Our goal should be to help Europe correct its current trajectory. We will need a strong Europe to help us successfully compete, and to work in concert with us to prevent any adversary from dominating Europe. America is, understandably, sentimentally attached to the European continent— and, of course, to Britain and Ireland. The character of these countries is also strategically important because we count upon creative, capable, confident, democratic allies to establish conditions of stability and security. We want to work with aligned countries that want to restore their former greatness.

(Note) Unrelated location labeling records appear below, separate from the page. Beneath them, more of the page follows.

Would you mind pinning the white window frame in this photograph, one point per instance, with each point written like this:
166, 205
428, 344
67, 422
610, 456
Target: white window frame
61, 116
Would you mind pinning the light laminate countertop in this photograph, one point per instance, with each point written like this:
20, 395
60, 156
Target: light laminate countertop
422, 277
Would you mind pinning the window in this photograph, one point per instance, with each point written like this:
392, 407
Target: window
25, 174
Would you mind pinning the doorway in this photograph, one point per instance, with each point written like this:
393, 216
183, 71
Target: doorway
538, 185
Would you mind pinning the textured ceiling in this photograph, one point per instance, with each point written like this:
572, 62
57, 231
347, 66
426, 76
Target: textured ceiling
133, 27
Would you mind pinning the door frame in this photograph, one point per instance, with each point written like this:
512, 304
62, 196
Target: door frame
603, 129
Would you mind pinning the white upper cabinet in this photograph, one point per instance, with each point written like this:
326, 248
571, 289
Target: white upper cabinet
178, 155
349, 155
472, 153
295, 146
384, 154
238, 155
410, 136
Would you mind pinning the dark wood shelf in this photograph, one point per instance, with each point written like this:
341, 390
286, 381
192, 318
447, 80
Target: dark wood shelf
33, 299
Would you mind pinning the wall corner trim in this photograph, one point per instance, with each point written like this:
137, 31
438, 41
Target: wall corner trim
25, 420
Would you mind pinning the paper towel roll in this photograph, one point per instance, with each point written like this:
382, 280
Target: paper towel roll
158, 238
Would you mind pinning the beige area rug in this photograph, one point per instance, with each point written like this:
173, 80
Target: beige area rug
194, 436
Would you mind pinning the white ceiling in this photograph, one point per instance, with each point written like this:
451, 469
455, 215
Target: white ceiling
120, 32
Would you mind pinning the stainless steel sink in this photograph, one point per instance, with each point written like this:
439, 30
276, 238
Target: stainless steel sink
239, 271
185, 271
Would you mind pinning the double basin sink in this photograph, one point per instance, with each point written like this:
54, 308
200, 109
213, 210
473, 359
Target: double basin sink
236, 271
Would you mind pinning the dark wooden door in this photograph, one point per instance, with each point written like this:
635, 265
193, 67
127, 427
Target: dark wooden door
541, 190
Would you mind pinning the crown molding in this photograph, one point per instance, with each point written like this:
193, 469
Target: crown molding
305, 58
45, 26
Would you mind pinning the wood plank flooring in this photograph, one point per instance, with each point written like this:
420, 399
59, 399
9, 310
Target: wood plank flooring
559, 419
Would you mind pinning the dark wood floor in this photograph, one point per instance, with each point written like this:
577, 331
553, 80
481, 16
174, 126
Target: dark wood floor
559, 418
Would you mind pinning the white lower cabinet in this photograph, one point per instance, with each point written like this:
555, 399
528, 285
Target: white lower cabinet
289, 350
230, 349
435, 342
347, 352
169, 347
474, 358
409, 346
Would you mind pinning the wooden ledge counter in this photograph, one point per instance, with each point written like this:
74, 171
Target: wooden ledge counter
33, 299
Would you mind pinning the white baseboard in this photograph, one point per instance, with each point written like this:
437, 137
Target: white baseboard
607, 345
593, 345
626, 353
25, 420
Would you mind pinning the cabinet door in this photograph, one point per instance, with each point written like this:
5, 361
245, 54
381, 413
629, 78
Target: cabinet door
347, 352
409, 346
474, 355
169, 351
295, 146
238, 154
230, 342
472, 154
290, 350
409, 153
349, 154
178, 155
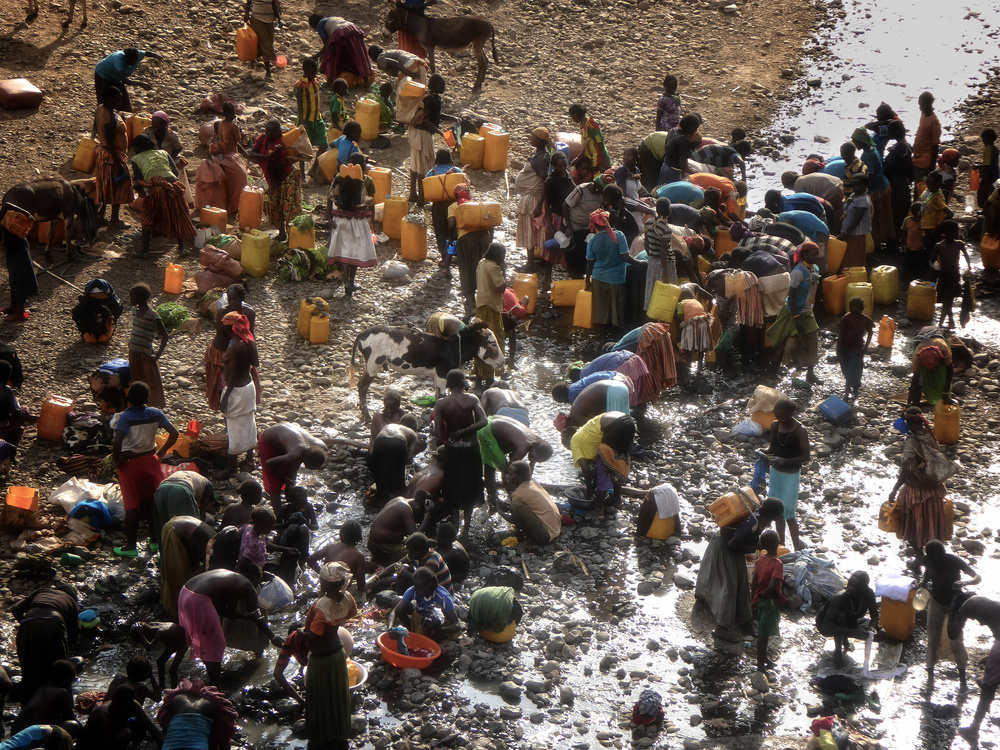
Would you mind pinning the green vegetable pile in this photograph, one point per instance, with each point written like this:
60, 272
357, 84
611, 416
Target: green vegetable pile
303, 222
173, 315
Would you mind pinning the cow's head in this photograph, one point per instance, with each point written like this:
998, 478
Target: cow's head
393, 22
487, 347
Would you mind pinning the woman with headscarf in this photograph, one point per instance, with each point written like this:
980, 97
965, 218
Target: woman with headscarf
922, 511
328, 698
947, 166
530, 185
283, 200
470, 249
351, 243
723, 584
114, 187
600, 451
594, 148
164, 209
879, 190
163, 137
607, 260
558, 185
20, 275
932, 366
490, 284
239, 397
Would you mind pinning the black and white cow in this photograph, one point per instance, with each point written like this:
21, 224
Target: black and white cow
414, 352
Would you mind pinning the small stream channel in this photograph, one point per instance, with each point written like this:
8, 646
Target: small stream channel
891, 51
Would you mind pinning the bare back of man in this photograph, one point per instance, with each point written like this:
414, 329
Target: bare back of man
494, 399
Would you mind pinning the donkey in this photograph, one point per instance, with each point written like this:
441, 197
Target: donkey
55, 199
33, 12
451, 34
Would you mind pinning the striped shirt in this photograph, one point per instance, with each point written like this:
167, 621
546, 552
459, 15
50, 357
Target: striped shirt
718, 155
658, 239
143, 331
309, 104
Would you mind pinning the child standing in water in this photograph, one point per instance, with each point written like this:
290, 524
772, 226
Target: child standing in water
788, 452
768, 577
949, 283
668, 106
851, 344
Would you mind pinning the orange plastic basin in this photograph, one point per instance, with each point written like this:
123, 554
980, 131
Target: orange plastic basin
391, 653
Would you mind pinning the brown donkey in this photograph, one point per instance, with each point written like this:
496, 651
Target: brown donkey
452, 34
33, 12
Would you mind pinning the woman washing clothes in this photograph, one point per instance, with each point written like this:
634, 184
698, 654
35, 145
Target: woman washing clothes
284, 184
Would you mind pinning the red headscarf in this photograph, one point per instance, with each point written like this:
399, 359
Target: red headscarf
240, 325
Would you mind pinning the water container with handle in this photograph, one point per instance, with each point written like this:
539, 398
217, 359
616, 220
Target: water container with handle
495, 149
328, 163
835, 251
733, 506
217, 217
663, 301
173, 278
989, 251
472, 151
526, 284
886, 332
246, 44
863, 290
85, 158
920, 300
413, 239
23, 498
367, 114
476, 216
52, 419
885, 284
946, 423
856, 273
319, 329
583, 316
251, 208
392, 217
382, 177
563, 293
834, 289
301, 239
255, 255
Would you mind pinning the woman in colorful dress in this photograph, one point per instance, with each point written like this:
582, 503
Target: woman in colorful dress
114, 186
351, 243
283, 200
592, 138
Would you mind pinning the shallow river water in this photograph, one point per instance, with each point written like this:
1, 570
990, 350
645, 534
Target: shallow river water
888, 51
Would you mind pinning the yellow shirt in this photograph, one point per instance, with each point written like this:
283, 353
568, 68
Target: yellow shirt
934, 211
452, 214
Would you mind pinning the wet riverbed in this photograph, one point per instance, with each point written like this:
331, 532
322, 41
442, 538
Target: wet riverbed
659, 640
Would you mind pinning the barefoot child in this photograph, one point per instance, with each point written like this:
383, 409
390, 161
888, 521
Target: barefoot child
949, 284
695, 327
768, 576
851, 344
914, 243
789, 452
171, 635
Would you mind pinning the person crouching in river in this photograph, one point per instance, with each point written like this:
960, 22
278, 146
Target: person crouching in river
723, 584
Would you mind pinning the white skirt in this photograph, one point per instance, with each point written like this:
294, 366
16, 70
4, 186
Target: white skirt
351, 242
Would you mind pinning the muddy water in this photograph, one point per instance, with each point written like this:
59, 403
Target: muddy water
890, 51
914, 49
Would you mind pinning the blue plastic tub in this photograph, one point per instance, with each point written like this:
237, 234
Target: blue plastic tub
836, 410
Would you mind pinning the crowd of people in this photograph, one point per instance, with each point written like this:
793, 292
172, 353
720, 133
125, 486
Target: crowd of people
673, 214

Over the long term, it is more than plausible that within a few decades at the latest, certain NATO members will become majority non-European. As such, it is an open question whether they will view their place in the world, or their alliance with the United States, in the same way as those who signed the NATO charter. Our broad policy for Europe should prioritize: • Reestablishing conditions of stability within Europe and strategic stability with Russia; • Enabling Europe to stand on its own feet and operate as a group of aligned sovereign nations, including by taking primary responsibility for its own defense, without being dominated by any adversarial power; • Cultivating resistance to Europe’s current trajectory within European nations; • Opening European markets to U.S. goods and services and ensuring fair treatment of U.S. workers and businesses; • Building up the healthy nations of Central, Eastern, and Southern Europe through commercial ties, weapons sales, political collaboration, and cultural and educational exchanges; • Ending the perception, and preventing the reality, of NATO as a perpetually expanding alliance; and • Encouraging Europe to take action to combat mercantilist overcapacity, technological theft, cyber espionage, and other hostile economic practices.